Draghi si candida al dopo Merkel

Per un giorno, il Global health summit trasforma Roma nella capitale mondiale della salute e della lotta al Covid, con Mario Draghi a fare gli onori di casa a fianco di Ursula von der Leyen.

Draghi si candida al dopo Merkel

Per un giorno, il Global health summit trasforma Roma nella capitale mondiale della salute e della lotta al Covid, con Mario Draghi a fare gli onori di casa a fianco di Ursula von der Leyen. Un palcoscenico sul quale il premier si muove con disinvoltura, mostrando - non solo in conferenza stampa - un certo feeling con la presidente della Commissione Ue.

Una circostanza casuale e legata al fatto che l'Italia ha la presidenza di turno del G20, certo. Ma che potrebbe essere il primo passo di un percorso che può portare Draghi ad essere la prossima voce forte dell'Europa. A settembre, infatti, le elezioni in Germania dovrebbero certificare l'annunciata uscita di scena di Angela Merkel, mentre fra meno di un anno si voterà anche in Francia, con Emmanuel Macron che dovrà necessariamente entrare in campagna elettorale. Assolutamente plausibile, dunque, che il premier italiano possa ritagliarsi uno spazio di manovra importante, facendo leva sulla stima di cui gode oltre i nostri confini e sulla conoscenza che ha della macchina burocratica europea con cui ha avuto lungamente a che fare quando era alla guida della Bce. Senza dimenticare il suo rapporto diretto con il presidente americano Joe Biden. Una consuetudine iniziata quando alla Casa Bianca c'era Barack Obama. Che - è stato raccontato in diverse occasioni - nei momenti decisivi delle crisi finanziarie si rivolgeva al suo vice Biden con un eloquente «chiama Mario».

Non è un caso, dunque, che proprio sui vaccini si sia saldato l'asse con Washington. Con Draghi che ha sostenuto la proposta di Biden di sospenderne i brevetti. Idea che non convince affatto la Merkel. Ma che ieri è stata rilanciata con forza al summit di Roma. L'Italia, è il messaggio lanciato dal premier italiano, è favorevole a una sospensione dei brevetti sui vaccini per il Covid-19 - in modo mirato e limitato nel tempo, così da non mettere a repentaglio l'incentivo a innovare per le aziende farmaceutiche - e intanto mette in campo 300 milioni di euro e 15 milioni di dosi per i Paesi poveri. Perché, ha ribadito più volte l'ex numero uno della Bce, «vogliamo mettere a frutto le lezioni del passato». Insomma, in futuro bisogna evitare di «chiudersi in se stessi come hanno fatto quasi tutti i Paesi all'inizio della pandemia». L'obiettivo, dunque, è «evitare l'egoismo che ha caratterizzato le nostre decisioni» nel momento dell'emergenza. Anche in vista di possibili «crisi sanitarie future». Di qui l'intenzione di creare un sistema «multilaterale» di prevenzione e contrasto a eventuali nuove pandemie. Nell'immediato, su questo fronte, l'Italia contribuisce con «300 milioni per il fondo Covax e 15 milioni aggiuntivi di dosi». Anche se ancora più importante è «aiutare i Paesi a basso reddito, compresa l'Africa, a produrre i propri vaccini».

Intanto, la convinzione è che in Europa il peggio sia ormai alle spalle. «La normalità sembra vicina, dopo un anno e mezzo iniziamo a vedere la fine della tragedia», dice Draghi al termine del summit di Roma che riunisce in videoconferenza da Villa Pamphili i leader di tutto il mondo e i principali produttori di vaccini.
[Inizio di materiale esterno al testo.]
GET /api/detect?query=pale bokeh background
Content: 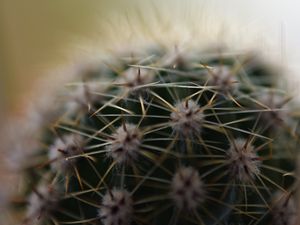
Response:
[0,0,300,116]
[0,0,300,208]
E proprio Pfizer, Moderna e J&J si sono impegnati per il biennio 2021-2022 a mettere a disposizione dei Paesi a basso e medio reddito 3,5 miliardi di dosi a prezzo di costo o scontato.

Il premier, infine, rinnova l'invito ai turisti di tutto il mondo a venire in Italia: «Vi sarà a

livello europeo un green pass sul quale ci stiamo coordinando con la Commissione Ue. Ma nel frattempo avremo il nostro green pass nazionale. Le mascherine? Non è ancora l'ora di lasciarle a casa, magari tra un paio di mesi...».